# Imports

In [None]:
%load_ext autoreload
%autoreload 2

import os
import dsttools
import pandas as pd

In [None]:
# create folders if necessary
if not os.path.exists('data'): os.makedirs('data')

# Fetch and convert data

**Step 1:** Find availalble years and variables for each dataset.

In [None]:
# a. general setup
projectid = '706248'
datafolder = os.getcwd() + '/data' # data will be saved here
    
# b. load information
allyearsdict,allvarset,years,allvars = dsttools.load_info(projectid)

# c. example: some available datasets
for i,(dataset,yearlist) in enumerate(allyearsdict.items()):
    print(dataset,yearlist)
    
print('')
        
# d. example: some available dataset and variable combinations
for i,element in enumerate(allvarset):
    print(element[0],element[1])
    if i > 5: break

**Show variables in a dataset:**

In [None]:
dsttools.show_variables(years,allvars,'BEFUPD')

**Step 2:** Select variables and their renaming conventions for each dataset:

In [None]:
bef_name = 'befupd'
ind_name = 'indupd01'

# a. variables (list for each dataset)
bef_vars = [('pnr',),
            (f'{bef_name}SourceYear','year'),
            ('koen','sex'),
            ('foed_dag','birthday')]

ind_vars = [('pnr',),
            (f'{ind_name}SourceYear','year'),
            ('dispon_13',),
            ('perindkialt_13',),
            ('loenmv_13',),
            ('netovskud_13',),
            ('netovskud_gl',),
            ('offpens_efterlon_13',),
            ('privat_pension_13',),
            ('corloen',)]

bfl_vars = [('pnr',),
            ('bflSourceYear','year'),
            ('ajo_job_start_dato','start_date'),
            ('ajo_job_slut_dato','end_date'),  
            ('ajo_fuldtid_beskaeftiget','hours'),
            ('ajo_smalt_loenbeloeb','wage_narrow'),
            ('ajo_bredt_loenbeloeb','wage_broad')]            

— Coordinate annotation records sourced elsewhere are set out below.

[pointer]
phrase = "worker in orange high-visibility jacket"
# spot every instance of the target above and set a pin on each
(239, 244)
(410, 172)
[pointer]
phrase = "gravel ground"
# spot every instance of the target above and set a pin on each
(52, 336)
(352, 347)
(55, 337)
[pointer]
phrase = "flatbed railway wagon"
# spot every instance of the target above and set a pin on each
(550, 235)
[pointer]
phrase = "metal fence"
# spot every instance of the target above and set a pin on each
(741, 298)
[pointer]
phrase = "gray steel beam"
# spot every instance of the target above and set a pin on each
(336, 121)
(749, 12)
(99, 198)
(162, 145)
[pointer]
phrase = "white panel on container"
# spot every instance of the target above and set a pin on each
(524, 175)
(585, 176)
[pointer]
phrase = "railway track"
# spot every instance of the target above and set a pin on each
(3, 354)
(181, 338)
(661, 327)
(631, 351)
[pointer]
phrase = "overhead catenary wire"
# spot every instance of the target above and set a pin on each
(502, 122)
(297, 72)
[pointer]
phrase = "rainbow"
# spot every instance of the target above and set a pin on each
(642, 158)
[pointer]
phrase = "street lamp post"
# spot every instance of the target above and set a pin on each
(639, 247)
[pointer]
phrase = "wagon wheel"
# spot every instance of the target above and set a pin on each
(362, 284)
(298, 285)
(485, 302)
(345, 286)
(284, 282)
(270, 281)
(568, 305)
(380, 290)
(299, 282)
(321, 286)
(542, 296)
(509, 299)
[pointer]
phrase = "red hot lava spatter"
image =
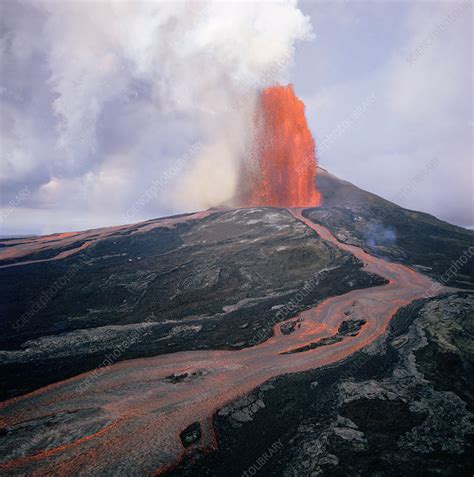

# note: ('x',) -> fetch variable x and keep its name
# note: ('x','y') -> fetch variable x and rename it to y

# b. datasets (dict)
datasets = {}
datasets[bef_name] = {'vars':bef_vars,'years':[2012,2012],'overwrite':False}
datasets[ind_name] = {'vars':ind_vars,'years':[2011,2018],'overwrite':False}
datasets['bfl'] = {'vars':bfl_vars,'years':[2011,2018],'overwrite':False}

# note: overwrite -> fetch and convert no matter what, else check if the dataset is already on disk

# c. random sub samples (dict)
random_sub_samples = {'dataset':bef_name,'year':2012,'seed':17}

**Step 3:** Fetch all the data:

In [None]:
# create folders if necessary
if not os.path.exists(datafolder):
    os.makedirs(datafolder)
if not os.path.exists('logs'):
    os.makedirs('logs')    

In [None]:
%time dsttools.fetch(projectid,datasets,datafolder)

**Step 4:** Draw pnr's for random sub-samples:

In [None]:
%time dsttools.draw_random_sub_samples(random_sub_samples,datafolder)

**Step 5:** Convert all the data to parquet:

In [None]:
%time dsttools.convert_to_parquet(projectid,datasets,datafolder)

**Step 6:** Combine all year files a to single file:

In [None]:
%time dsttools.combine_years(projectid,datasets,datafolder)